Contro quelli che davanti ai disastri rilasciano una dichiarazione

È facile immaginare la scena. Un disastro di dimensioni apocalittiche. I resti di due treni che si sono scontrati frontalmente a 100 all’ora. Carrozze finite in verticale come schegge tragiche puntate verso il cielo. Lamiere contorte. Vetri dappertutto. Frammenti di carrozze disseminati per centinaia di metri tra gli ulivi. Porte che l’urto ha reso impenetrabili. Odore di ferro surriscaldato. E poi l’aspetto umanamente più tragico e doloroso. I corpi: quelli per cui non c’è più speranza, e quelli per i quali invece c’è da fare una corsa contro il tempo. Corpi feriti, sanguinanti; volti contratti da una paura che sembra non poter più passare. Le parole sono poverissime, rispetto a quello che le decine e decine di soccorritori hanno dovuto affrontare in queste sul binario unico tra Andria e Corato.
Di fronte a tutto questo che cosa può fare chi non è direttamente coinvolto nei soccorsi? La gente normale prende e si mette in coda ai centri trasfusionali per donare il sangue di cui c’è grande bisogno. Vanno in tanti, quasi troppi. Vanno in silenzio seguendo le indicazioni di chi organizza la raccolta. C’è chi va a pregare, secondo una consuetudine antica: perché la preghiera è uno strumento che Dio ha dato all’uomo per superare le curve più aspre della vita. E si prega timidamente, in silenzio.

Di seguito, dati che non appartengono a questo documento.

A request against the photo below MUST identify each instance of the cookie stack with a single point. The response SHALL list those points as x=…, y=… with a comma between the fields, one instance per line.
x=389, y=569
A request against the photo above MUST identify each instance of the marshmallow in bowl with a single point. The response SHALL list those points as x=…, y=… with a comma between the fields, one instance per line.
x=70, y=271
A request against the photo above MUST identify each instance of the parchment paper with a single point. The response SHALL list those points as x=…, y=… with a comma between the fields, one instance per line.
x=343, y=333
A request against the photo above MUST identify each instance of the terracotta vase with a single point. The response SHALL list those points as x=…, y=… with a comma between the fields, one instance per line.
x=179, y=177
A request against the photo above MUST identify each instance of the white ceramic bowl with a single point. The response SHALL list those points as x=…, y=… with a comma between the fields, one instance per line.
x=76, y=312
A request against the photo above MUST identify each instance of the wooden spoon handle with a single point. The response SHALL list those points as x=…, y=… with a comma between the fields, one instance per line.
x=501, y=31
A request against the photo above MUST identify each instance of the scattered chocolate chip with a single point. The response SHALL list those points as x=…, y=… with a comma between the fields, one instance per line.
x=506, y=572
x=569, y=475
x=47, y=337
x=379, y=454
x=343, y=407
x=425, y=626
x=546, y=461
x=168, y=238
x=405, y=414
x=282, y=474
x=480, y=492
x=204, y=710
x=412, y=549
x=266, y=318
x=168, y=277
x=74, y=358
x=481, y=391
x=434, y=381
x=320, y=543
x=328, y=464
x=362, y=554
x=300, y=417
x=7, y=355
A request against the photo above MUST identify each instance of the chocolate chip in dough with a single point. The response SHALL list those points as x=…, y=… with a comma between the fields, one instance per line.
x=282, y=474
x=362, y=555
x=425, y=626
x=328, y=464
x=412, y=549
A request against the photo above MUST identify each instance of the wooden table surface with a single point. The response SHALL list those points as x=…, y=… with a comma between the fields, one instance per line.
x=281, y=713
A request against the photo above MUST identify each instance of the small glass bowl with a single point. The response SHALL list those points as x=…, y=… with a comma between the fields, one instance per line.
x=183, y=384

C’è poi un’altra tipologia di persone, che sulle scene dei disastri non manca mai: sono quelli che si sentono in dovere di “rilasciare una dichiarazione”. È un rito che si ripete sempre. Anche se a ben vedere quelle dichiarazioni non aggiungono nulla, non chiariscono, non portano aiuto concreto a chi sta lavorando su quel fronte che sembra un fronte di guerra. Ci sono le massime autorità dello Stato: queste vanno bene. Perché far sentire la solidarietà autorevole (e l’impegno alla chiarezza) da parte di chi dal punto di vista simbolico rappresenta il Paese è un fatto importante. Ma una volta che hanno parlato presidente della Repubblica, primo ministro e, se proprio c’è da aggiungere qualcosa di importante da dire, il ministro a cui fanno capo i trasporti (ma già costui dovrebbe essere più impegnato a capire cosa è successo che non ad esprimere il proprio dolore: quello lo diamo per assodato…); una volta che hanno parlato questi dovrebbe essere d’obbligo un coprifuoco: divieto di dichiarazione per chiunque altro.
Invece ogni volta si scatena il profluvio del virgolettato che cerca di far breccia sulle agenzie e magari di approdare sulle pagine dei giornali o in qualche pastone dei telegiornali di Stato. E non è un vizio che riguarda solo i politici. Per stare a ieri, era proprio necessario sapere il punto di vista di Laura Boldrini, dopo che il suo numero uno (Mattarella) aveva già autorevolmente detto la sua? E la stessa cosa vale per Maria Elena Boschi, che oltretutto ha parlato standosene a Bruxelles, dopo che anche il suo numero uno, Matteo Renzi, aveva parlato direttamente dal luogo della tragedia, oltretutto citando biblicamente l’Ecclesiaste? E il vizio non è solo dei politici. Ad esempio un altro sfegatato delle dichiarazioni è Roberto Saviano, che non perde mai occasioni di dire la sua, appena c’è un battito d’ali al di sotto di Roma. Ieri ad esempio ha voluto ribadire quanto sia complicato muoversi al Sud. Meno male che c’è lui a ricordarlo alla nazione…
Ci vorrebbe un minimo senso del pudore, per capire che in certe circostanze è più educato tacere. Ci vorrebbe una sorta di armistizio, di patto del silenzio. Per favore, chiudete quei microfoni.